6. The failure detection method for an inverter according to claim 2, wherein, before the step of performing Fourier transformation on output voltage signals of an inverter, training of the neural network model is performed at least once, and the training comprises steps of: performing Fourier transformation on the output signals of the inverter in a preset failure state, so as to obtain voltage harmonic signals; inputting the Fourier-transformed voltage harmonic signals into the neural network model; and determining a weight of the neural network model according to the input signals of the neural network model and a preset output signal of the neural network model, so as to determine a classification mechanism of the neural network model, the preset output signal being corresponding to the preset failure state.

7. The failure detection method for an inverter according to claim 6, wherein training of the neural network model is performed multiple times, wherein, a modulation ratio of the inverter is adjusted, so as to obtain a plurality of different modulation ratios, and training of the neural network model is performed once with respect to each of the obtained modulation ratios.

8. The failure detection method for an inverter according to claim 6, wherein, before the step of performing Fourier transformation on output voltage signals of an inverter, testing of the neural network model is performed at least once, and the testing comprises steps of: adjusting the modulation ratio of the inverter into a value different from the modulation ratio in corresponding training, and performing Fourier transformation on the output signals of the inverter in the preset failure state to obtain voltage harmonic signals; inputting the Fourier-transformed voltage harmonic signals into the neural network model; and comparing an actual output signal of the neural network model with the preset output signal to determine whether they are consistent.

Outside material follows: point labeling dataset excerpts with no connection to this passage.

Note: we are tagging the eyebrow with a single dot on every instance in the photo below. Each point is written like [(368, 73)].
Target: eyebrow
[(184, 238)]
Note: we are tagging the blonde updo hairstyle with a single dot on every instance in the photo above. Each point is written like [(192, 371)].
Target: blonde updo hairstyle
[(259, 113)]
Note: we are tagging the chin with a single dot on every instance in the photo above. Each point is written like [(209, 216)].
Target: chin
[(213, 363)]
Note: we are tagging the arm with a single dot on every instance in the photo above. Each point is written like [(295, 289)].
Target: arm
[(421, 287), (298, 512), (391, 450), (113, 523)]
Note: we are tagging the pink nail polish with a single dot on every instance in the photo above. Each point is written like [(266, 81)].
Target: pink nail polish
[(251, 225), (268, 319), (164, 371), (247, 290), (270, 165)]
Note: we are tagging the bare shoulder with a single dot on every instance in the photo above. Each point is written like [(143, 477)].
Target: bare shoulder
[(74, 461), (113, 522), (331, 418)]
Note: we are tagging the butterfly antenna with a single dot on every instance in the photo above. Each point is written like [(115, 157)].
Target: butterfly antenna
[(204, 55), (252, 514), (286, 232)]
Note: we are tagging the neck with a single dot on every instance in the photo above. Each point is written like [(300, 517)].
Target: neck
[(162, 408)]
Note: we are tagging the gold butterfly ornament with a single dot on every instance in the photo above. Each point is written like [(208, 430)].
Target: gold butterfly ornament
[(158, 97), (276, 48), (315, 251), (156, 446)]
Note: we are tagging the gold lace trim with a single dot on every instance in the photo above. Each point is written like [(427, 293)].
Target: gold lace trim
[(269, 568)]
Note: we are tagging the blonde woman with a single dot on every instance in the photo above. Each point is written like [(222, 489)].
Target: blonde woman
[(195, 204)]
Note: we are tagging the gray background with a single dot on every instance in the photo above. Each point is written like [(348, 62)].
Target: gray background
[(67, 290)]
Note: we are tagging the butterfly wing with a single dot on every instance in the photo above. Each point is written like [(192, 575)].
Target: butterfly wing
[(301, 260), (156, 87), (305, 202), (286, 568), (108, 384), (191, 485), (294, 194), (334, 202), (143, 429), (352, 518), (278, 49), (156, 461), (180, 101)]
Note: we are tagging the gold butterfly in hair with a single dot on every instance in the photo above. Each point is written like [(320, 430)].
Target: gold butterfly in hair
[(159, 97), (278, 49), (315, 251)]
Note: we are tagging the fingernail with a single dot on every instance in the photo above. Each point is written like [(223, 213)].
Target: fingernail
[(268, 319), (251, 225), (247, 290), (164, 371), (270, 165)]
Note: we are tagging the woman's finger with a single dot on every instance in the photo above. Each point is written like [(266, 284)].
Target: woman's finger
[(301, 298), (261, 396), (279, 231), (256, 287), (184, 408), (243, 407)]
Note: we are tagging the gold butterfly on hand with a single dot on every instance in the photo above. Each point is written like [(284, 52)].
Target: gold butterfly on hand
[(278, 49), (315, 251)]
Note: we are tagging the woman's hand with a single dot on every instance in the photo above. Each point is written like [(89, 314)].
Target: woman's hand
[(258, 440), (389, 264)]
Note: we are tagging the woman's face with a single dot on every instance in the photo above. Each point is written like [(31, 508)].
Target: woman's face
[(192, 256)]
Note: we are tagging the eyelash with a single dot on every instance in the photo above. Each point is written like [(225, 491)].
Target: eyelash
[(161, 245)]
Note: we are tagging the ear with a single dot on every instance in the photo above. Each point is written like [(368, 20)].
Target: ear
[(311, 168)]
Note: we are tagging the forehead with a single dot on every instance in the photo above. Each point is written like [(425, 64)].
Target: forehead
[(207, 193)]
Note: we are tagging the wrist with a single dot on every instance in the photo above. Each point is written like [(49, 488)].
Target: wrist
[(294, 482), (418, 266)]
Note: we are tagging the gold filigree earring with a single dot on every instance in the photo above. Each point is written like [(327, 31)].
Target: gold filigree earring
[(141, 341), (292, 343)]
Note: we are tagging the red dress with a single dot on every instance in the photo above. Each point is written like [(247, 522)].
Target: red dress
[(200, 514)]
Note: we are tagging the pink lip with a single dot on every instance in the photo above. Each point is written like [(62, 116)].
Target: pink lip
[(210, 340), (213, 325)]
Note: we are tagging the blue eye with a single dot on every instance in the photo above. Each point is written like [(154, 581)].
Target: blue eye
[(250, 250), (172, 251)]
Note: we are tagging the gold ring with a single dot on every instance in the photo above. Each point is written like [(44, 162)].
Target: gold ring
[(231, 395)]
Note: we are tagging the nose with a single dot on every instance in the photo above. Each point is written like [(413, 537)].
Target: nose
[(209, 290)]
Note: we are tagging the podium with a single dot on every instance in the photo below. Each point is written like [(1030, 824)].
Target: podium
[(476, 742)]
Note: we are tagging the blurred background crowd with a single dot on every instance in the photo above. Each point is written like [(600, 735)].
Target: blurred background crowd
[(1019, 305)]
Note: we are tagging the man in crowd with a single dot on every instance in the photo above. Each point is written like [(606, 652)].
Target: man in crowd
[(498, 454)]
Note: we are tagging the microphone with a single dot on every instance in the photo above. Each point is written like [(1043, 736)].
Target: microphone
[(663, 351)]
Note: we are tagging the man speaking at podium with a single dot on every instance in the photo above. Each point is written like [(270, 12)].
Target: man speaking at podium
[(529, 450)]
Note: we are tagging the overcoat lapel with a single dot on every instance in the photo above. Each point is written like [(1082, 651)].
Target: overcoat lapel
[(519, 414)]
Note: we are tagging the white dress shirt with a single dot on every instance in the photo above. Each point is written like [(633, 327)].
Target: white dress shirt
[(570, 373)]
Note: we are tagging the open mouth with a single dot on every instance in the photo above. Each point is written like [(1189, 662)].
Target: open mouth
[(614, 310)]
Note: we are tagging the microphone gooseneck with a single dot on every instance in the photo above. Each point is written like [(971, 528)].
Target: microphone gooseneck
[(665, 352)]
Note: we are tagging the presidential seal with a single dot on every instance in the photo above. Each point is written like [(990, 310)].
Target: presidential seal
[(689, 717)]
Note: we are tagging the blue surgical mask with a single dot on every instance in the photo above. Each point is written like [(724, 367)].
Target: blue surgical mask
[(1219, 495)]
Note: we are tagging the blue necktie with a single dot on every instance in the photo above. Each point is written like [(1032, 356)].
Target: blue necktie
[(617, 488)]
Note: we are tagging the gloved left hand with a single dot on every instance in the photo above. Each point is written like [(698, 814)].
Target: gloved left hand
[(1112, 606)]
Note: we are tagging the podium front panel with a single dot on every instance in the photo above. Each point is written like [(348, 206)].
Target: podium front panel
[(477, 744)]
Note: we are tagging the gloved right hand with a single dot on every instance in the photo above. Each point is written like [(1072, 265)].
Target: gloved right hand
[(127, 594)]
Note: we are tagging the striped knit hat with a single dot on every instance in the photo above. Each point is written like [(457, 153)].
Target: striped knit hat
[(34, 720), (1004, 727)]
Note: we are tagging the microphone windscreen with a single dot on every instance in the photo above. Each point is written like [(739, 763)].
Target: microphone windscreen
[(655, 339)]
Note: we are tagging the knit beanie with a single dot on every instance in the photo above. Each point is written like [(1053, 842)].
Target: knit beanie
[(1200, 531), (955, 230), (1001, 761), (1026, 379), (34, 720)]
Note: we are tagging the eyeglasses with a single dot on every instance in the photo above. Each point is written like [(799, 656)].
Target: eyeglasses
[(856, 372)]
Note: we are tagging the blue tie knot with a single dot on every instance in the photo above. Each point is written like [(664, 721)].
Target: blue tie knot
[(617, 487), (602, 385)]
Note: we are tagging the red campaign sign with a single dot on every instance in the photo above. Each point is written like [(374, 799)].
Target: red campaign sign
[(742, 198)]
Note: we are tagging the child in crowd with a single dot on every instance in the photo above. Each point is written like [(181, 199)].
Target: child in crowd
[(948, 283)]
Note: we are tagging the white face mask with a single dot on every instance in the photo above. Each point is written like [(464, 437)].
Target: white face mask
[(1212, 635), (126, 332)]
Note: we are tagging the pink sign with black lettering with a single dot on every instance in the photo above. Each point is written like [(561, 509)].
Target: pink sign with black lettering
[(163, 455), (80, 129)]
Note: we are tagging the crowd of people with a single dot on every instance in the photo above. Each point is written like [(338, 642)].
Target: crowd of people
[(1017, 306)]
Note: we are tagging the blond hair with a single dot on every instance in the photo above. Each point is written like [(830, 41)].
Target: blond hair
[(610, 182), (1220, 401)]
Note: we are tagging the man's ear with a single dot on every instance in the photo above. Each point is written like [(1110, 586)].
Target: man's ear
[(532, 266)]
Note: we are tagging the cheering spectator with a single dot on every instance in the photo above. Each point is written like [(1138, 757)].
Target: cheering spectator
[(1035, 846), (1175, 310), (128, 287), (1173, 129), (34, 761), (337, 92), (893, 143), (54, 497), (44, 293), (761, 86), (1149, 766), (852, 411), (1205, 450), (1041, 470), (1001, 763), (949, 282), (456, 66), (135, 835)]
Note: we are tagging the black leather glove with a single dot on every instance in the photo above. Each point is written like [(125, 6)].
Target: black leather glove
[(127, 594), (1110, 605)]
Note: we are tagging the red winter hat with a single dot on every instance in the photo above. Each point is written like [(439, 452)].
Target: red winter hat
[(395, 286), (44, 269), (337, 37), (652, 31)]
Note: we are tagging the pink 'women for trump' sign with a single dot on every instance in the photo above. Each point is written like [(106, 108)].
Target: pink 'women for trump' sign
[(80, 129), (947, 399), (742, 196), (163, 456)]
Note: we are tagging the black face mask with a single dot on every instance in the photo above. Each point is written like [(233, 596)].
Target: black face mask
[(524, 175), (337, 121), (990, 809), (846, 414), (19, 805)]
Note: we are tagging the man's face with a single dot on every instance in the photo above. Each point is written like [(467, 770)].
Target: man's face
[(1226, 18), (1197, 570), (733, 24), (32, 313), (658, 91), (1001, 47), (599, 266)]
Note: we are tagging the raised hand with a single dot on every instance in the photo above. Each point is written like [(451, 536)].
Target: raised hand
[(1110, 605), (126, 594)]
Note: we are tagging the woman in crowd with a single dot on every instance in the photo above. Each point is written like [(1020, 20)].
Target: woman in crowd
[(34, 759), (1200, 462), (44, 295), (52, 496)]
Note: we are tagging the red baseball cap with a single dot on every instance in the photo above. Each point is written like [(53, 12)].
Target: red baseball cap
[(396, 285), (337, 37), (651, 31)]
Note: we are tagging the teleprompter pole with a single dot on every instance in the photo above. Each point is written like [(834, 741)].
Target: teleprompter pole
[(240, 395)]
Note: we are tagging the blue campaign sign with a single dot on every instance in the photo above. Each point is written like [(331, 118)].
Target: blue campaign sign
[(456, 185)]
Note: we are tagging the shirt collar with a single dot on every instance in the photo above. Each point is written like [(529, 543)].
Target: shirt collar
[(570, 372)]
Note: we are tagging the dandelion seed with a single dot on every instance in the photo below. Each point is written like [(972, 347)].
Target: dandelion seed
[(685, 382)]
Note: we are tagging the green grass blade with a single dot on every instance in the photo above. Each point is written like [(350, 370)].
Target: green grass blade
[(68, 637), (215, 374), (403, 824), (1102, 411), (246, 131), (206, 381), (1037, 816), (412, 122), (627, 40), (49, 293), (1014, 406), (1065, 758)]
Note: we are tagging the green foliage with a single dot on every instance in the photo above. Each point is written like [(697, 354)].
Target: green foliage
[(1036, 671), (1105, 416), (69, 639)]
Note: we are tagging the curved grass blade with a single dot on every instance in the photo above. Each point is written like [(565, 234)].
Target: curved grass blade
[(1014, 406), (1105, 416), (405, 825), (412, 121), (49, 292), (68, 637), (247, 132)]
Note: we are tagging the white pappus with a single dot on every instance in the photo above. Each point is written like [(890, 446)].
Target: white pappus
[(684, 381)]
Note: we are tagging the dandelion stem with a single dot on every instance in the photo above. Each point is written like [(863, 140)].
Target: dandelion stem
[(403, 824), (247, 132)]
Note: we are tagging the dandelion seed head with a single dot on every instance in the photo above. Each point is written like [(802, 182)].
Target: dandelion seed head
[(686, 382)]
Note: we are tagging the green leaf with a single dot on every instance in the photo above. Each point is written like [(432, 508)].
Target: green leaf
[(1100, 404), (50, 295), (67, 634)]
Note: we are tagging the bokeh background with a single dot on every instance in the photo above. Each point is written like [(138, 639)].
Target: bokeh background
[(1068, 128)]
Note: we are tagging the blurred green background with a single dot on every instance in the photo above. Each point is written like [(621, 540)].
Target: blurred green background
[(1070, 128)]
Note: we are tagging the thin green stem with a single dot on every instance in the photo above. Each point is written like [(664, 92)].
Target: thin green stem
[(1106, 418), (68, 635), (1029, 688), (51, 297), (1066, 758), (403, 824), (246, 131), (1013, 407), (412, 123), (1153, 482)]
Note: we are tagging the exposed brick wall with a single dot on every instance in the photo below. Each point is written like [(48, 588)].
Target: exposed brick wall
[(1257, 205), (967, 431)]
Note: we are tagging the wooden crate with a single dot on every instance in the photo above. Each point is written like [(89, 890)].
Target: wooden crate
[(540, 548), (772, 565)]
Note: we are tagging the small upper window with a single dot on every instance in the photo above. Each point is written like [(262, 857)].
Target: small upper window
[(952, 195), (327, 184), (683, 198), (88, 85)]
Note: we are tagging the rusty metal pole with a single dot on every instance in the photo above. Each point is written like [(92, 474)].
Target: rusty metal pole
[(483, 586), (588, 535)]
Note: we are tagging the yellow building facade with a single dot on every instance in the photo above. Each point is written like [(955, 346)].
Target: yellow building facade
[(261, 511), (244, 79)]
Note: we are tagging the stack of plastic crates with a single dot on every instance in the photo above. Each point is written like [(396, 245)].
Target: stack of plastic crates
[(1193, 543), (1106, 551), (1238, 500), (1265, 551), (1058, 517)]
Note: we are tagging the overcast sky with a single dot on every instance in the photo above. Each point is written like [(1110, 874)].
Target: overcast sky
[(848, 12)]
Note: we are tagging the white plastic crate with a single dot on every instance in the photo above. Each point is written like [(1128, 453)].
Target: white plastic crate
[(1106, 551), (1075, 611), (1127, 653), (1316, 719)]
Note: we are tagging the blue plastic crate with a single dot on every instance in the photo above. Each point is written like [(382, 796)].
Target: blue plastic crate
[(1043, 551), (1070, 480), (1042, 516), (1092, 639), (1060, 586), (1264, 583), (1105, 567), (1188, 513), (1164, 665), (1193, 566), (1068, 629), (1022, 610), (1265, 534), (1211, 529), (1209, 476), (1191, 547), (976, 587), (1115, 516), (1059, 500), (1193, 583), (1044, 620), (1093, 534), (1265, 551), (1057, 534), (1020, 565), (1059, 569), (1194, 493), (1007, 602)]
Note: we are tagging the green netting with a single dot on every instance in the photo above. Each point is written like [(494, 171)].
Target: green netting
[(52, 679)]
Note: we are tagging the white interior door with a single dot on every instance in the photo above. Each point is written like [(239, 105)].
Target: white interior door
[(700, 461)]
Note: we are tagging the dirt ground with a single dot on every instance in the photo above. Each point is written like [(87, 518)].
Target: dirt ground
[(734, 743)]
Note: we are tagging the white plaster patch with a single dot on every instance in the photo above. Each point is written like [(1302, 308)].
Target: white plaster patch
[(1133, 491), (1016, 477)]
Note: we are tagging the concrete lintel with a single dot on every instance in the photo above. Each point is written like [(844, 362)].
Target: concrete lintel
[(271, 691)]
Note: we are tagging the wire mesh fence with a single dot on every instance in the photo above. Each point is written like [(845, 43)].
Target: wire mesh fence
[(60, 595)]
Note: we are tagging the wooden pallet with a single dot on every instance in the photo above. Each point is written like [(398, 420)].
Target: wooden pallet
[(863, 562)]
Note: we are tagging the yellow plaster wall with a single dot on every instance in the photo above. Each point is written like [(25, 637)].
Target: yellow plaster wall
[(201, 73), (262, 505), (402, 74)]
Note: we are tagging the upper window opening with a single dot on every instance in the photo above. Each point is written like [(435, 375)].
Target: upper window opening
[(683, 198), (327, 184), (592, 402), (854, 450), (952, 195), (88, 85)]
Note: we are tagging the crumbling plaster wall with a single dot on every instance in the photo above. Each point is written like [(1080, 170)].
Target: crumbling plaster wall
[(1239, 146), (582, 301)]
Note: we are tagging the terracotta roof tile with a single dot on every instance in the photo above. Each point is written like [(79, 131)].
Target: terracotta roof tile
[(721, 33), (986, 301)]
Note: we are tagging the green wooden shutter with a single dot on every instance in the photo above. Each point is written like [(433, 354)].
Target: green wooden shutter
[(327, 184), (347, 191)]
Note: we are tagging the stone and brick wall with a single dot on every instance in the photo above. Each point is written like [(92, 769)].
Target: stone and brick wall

9. The failure detection method for an inverter according to claim 8, wherein testing of the neural network model is performed multiple times.

10. A failure detection device for an inverter, comprising: a signal transformation unit, configured to perform Fourier transformation on output voltage signals of an inverter to obtain voltage harmonic signals; a classification unit, configured to classify the Fourier-transformed voltage harmonic signals; and a failure determination unit, configured to determine a failure type corresponding to the Fourier-transformed voltage harmonic signals.

11. The failure detection device for an inverter according to claim 10, wherein a neural network model is provided in the classification unit, and the Fourier-transformed voltage harmonic signals are classified by using the neural network model.

12. The failure detection device for an inverter according to claim 10, wherein the output voltage signals of the inverter comprise analog voltage signals, and the failure detection device further comprises an analog-to-digital conversion unit connected between the inverter and the signal transformation unit, the analog-to-digital conversion unit is configured to convert the analog voltage signals into digital voltage signals, and the signal transformation unit performs Fourier transformation on the converted digital voltage signals.

13. The failure detection device for an inverter according to claim 11, wherein the classification unit performs normalization on input signals of the neural network model, and then performs dimensionality reduction on the normalized signals.